Vinte anos separam as duas montagens apresentadas em sequência em 2017. Embora religiosidade seja um ponto de conexão entre a coreografia com trilha de Marco Antônio Guimarães e a estreia com a música criada por Metá Metá nota-se o quanto o Grupo Corpo é outro.
Bach é clássico. Presta homenagem ao compositor alemão Johann Sebastian Bach com referências explícitas aos órgãos de igrejas católicas. O barroco mineiro está na sonoridade, no cenário suspenso de Fernando Velloso e Paulo Pederneiras e nos dourados figurinos de Freusa Zechmeister.
Os corpos são retos. Pernas esticadas, braços controlados. O quadril, como é característica da dança criada por Rodrigo Pederneiras para o Grupo Corpo, se desloca, mas sem que o tronco dos bailarinos saia do eixo reto e firme.
A mudança
Gira é contemporâneo. Em um momento de crescente intolerância religiosa, presta homenagem a Exu, entidade da Umbanda. Mesmo discretamente, a escolha temática carrega uma postura também política, o que é raridade na trajetória da companhia.
Rodrigo Pederneiras quis se distanciar de todos os clichês que envolvem os terreiros de Umbanda assim como suas entidades, para criar algo que fosse original. Foi a campo pesquisar e honrar o desafio que o trio Metá Metá propunha na trilha sonora.
Isso não quer dizer que Gira rompe totalmente com os movimentos tradicionais do Grupo Corpo. As marcas registradas continuam. Há a mesma exploração do espaço cênico com entradas e saídas dos bailarinos. Ordem e caos se revezam na ocupação do palco.

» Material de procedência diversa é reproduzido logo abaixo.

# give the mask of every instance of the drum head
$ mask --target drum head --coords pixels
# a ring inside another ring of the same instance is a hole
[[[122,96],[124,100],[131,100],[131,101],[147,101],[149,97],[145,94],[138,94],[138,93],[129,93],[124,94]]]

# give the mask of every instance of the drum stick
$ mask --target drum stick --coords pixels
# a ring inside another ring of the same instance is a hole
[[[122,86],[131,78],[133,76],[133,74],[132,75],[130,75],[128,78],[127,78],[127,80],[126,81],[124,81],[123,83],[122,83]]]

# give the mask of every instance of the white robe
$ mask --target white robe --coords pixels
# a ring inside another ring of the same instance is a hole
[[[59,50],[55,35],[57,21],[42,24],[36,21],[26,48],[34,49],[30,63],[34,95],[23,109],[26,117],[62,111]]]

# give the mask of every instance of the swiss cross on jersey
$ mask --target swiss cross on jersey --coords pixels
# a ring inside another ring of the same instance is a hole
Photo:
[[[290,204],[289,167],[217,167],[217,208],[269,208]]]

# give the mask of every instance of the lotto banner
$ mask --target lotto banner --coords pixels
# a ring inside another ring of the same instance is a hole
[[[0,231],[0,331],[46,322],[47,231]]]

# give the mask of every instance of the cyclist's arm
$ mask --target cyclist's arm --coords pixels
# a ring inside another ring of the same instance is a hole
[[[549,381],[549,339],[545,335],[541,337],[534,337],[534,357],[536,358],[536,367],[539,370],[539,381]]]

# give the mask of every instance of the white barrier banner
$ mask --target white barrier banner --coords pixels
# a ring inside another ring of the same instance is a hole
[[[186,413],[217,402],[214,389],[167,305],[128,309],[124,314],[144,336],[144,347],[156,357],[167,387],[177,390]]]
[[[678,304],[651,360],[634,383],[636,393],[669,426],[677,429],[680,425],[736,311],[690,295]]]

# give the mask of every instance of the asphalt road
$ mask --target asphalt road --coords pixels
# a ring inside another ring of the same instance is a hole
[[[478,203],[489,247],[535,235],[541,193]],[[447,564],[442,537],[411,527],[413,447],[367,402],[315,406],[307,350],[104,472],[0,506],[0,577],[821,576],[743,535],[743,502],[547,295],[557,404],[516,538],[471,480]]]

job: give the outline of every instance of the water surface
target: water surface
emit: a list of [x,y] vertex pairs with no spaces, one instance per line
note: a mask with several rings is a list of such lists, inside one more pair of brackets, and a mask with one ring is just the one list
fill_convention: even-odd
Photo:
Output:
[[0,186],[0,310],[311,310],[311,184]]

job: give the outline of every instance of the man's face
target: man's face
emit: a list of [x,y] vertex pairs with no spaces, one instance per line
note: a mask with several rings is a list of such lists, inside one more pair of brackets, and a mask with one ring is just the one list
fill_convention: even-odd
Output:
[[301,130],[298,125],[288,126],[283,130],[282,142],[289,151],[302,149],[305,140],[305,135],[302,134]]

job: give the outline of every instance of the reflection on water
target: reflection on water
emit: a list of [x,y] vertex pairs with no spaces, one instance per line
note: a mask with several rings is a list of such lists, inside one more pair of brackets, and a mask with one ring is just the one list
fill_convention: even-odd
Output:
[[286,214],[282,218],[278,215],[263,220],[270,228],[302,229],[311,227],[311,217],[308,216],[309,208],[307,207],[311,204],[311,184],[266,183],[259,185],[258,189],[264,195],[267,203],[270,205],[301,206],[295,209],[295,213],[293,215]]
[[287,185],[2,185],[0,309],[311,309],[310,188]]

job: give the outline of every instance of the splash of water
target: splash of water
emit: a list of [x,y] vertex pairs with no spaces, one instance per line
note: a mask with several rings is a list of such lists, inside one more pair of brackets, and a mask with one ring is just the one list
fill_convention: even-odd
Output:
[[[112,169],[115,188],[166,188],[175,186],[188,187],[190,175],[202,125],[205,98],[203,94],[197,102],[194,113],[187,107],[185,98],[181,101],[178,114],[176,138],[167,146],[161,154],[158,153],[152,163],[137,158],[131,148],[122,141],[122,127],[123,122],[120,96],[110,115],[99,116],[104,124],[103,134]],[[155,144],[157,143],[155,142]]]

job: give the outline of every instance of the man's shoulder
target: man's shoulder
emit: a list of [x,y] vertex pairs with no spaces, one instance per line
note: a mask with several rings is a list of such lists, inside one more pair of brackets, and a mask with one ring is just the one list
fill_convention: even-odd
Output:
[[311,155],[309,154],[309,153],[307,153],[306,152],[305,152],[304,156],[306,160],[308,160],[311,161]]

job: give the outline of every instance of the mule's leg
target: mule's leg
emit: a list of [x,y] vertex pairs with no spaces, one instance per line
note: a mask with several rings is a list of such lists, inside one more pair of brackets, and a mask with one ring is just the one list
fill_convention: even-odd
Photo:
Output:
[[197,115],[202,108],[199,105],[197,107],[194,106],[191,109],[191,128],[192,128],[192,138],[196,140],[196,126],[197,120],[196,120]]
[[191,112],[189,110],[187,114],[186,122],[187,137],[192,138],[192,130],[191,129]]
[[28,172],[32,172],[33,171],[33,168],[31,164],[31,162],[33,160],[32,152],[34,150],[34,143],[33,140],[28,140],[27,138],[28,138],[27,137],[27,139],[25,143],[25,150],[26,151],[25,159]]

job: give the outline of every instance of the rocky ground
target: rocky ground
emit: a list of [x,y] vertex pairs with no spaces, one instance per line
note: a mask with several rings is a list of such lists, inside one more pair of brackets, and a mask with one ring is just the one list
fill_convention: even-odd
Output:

Mas aquele eixo, reto, duro, que caracteriza trabalhos como Bach (1996) não existe mais. O corpo em Gira é bem maleável, circular. Os braços são soltos, livres. Ao mesmo tempo em que o balé tem a velocidade que, em certos momentos, da impressão que os bailarinos vão voar, há também espaço para o transe, quase parado.
Até os pas-de-deux diferentões de Rodrigo Pederneiras, presente em todas as coreografias, ganham novas configurações. Se Gira é diálogo aberto com Exu, por que não pensar que em solos tão potentes como os das bailarinas Dayanne Amaral e Yasmim Almeida não poderia haver uma parceria do além? Seguro que tem várias.
Representações
Mesmo tendo se distanciado dos clichês do sincretismo religioso, os irmãos Pederneiras e equipe trabalharam vários significantes de Exu. As cores branca, vermelho e preto marcam presença discreta na maquiagem, no figurino e na caixa cênica. A ligação de Exu com a sexualidade também aparece em movimentos de duplo sentido. É uma relação carnal ou espiritual? É sexo ou incorporação? É a representação de um corpo dentro do outro?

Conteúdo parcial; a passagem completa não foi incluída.